Davreos froze. His heart nearly stopped. How did the wizard know of his most secret thoughts? Desires and ambitions that would see him tortured and killed this same way if the High Priest or the Inquisitress or, worst of all, Maikarsk itself became aware of them. He was a slave; that was his ordained role in life, and to hope for anything more was utterly impossible and forbidden.
“Silence,” he said to the wizard, and pulled himself out of the old man’s grip.
The wizard seized him again, this time grabbing his arm. He placed Davreos’s hand on the small carved wooden pendant that hung from a chain around his neck, and folded Davreos’s fingers around it. “Take this,” he whispered.
Davreos had been ordered to take the Source-token anyway, which would contain power from whatever Source the wizard drew his power from, to sustain his magic while he was away from that Source. He pulled on it, intending to snap the chain, but instead, at his touch on the wooden pendant, power shocked up into him through his arm, warm and bright, with a golden-green glow that was more a feeling than a color. It filled him, the warmth and light almost unbearable in comparison to the power of Maikarsk he bore within him. It filled him until he thought he would burst; his jaw ached as his teeth gritted against the agony of it, biting back his own cries. He didn’t dare make a sound; if he was weak against the subjects, he would be deemed useless and sent back to the worst jobs at the temple of Maikarsk. Finally the power seemed to gather itself and bury itself deep within him until it was no more than a faint glimmer.

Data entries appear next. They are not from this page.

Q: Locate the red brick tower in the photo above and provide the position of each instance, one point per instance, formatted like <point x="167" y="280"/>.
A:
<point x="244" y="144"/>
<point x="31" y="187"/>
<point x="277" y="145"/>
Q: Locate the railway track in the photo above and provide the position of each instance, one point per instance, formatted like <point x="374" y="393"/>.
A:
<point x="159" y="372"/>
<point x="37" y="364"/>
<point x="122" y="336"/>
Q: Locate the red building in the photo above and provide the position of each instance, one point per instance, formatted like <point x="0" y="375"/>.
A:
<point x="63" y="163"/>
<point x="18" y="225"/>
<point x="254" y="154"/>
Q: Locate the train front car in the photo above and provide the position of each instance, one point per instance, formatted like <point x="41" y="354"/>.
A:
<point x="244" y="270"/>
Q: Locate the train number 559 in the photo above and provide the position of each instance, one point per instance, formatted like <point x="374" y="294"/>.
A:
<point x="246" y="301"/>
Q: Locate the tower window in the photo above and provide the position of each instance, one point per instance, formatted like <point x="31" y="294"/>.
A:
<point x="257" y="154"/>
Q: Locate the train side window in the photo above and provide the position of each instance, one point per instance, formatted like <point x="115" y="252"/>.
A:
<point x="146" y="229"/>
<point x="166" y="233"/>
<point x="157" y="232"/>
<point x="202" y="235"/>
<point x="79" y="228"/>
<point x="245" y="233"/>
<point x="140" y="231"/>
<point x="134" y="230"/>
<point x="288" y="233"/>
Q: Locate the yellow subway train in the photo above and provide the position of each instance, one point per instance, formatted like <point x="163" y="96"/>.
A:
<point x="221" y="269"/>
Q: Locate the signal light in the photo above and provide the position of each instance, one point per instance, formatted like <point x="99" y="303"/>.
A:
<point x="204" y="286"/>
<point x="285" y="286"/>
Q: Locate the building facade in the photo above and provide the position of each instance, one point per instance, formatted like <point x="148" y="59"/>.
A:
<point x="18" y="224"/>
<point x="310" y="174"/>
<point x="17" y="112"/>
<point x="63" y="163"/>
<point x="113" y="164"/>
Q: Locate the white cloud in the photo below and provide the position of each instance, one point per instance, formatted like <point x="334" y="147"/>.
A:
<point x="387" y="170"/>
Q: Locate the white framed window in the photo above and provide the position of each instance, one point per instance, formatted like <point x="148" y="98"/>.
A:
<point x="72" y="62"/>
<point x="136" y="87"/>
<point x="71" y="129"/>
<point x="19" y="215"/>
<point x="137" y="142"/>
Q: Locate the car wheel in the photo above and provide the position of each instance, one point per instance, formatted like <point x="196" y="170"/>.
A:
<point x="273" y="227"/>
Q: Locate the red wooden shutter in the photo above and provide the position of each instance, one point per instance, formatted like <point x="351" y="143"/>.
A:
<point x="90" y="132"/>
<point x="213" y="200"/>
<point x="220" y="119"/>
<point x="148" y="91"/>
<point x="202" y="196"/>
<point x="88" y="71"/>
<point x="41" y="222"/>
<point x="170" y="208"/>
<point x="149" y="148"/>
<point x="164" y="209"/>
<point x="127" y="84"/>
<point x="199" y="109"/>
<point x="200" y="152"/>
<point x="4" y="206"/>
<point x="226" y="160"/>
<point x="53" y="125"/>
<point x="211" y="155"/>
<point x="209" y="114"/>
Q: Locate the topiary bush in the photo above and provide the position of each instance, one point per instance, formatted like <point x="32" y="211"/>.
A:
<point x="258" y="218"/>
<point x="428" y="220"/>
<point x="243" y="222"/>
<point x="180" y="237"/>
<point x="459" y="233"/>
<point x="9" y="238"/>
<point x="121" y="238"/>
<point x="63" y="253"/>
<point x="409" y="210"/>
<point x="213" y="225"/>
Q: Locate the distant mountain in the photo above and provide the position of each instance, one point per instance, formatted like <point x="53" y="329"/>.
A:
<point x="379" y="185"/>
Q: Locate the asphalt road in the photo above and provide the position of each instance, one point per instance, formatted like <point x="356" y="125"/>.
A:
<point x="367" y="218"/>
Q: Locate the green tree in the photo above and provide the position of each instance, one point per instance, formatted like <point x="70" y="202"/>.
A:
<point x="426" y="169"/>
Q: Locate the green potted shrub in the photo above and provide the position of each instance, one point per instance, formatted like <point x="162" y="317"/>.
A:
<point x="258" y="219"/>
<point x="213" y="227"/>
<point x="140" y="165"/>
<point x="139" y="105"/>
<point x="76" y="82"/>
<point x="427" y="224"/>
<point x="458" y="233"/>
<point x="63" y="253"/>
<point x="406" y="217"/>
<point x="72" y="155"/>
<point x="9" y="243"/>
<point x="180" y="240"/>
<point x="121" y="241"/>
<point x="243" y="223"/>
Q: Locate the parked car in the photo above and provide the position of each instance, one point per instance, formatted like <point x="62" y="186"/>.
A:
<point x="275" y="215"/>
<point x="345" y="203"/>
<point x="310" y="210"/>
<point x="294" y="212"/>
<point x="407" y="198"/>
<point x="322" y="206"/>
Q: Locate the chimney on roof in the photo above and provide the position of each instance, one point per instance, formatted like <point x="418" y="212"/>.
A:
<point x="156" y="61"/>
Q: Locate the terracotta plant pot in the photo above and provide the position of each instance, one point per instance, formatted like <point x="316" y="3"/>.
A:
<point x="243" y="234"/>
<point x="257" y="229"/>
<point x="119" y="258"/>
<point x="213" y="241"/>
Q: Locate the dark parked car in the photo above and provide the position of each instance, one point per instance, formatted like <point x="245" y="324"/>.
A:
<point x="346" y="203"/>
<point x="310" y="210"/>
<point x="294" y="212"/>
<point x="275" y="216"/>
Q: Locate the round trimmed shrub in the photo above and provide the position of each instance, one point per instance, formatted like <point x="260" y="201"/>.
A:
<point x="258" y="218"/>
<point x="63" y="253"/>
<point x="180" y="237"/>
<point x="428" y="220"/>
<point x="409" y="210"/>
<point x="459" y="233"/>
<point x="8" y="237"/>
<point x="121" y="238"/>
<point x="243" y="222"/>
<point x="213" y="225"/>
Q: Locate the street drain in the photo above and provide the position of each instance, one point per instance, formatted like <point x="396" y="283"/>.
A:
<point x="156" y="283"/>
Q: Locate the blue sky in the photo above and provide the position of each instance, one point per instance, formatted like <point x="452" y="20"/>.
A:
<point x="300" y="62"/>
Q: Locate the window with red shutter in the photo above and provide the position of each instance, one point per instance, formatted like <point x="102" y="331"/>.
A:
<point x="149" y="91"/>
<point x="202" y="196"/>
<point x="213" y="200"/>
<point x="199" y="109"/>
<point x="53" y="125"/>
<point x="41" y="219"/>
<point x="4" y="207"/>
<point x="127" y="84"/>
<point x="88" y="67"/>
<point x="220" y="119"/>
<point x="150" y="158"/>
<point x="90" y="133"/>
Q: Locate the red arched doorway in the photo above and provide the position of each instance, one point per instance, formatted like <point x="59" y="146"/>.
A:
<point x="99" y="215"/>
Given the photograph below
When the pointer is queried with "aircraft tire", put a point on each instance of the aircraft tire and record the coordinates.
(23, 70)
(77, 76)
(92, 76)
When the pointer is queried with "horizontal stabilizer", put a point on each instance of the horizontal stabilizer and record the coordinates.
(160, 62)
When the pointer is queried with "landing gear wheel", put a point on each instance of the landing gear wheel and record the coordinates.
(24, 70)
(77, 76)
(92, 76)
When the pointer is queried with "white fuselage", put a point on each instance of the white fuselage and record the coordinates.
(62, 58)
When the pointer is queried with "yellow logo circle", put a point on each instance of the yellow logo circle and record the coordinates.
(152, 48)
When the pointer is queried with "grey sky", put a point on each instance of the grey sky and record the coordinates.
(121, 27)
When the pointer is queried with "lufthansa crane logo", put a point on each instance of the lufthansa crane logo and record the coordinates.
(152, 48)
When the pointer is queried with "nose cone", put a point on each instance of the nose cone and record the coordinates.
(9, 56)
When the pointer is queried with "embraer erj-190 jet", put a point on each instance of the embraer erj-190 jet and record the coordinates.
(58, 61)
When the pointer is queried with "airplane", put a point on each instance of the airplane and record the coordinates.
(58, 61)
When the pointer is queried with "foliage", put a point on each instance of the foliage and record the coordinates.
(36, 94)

He opened his eyes, which he had squeezed shut against the pain, and unclenched his hand from around the Source-token. Nothing but dust filled his hand. A cold bolt of horror pierced his chest; the Inquisitress had commanded him to take the token. But she was gone; perhaps he could tell her that the wizard had destroyed it himself.
Time to finish the job. He placed his hand on the blade again, then looked at the wizard. The old man’s cloudy eyes stared sightlessly upward into the shadowy heights of the cavern, and his gnarled hand had fallen to lie limply at his side. He was dead, almost as though he had given up his life of his own volition. Davreos looked at the broken chain that had held the wizard’s hand bound to the table. The wizard had had enough strength to break that chain and to hold on to his life until he chose to give it up. Why had he allowed himself to be taken prisoner at all, if he was that strong? Why had he surrendered his life instead of escaping? What had he hoped to accomplish with the useless sacrifice?
Stupid, he thought. The man had allowed himself to be defeated. Stupid and weak. Anyone that weak was worthy only of death.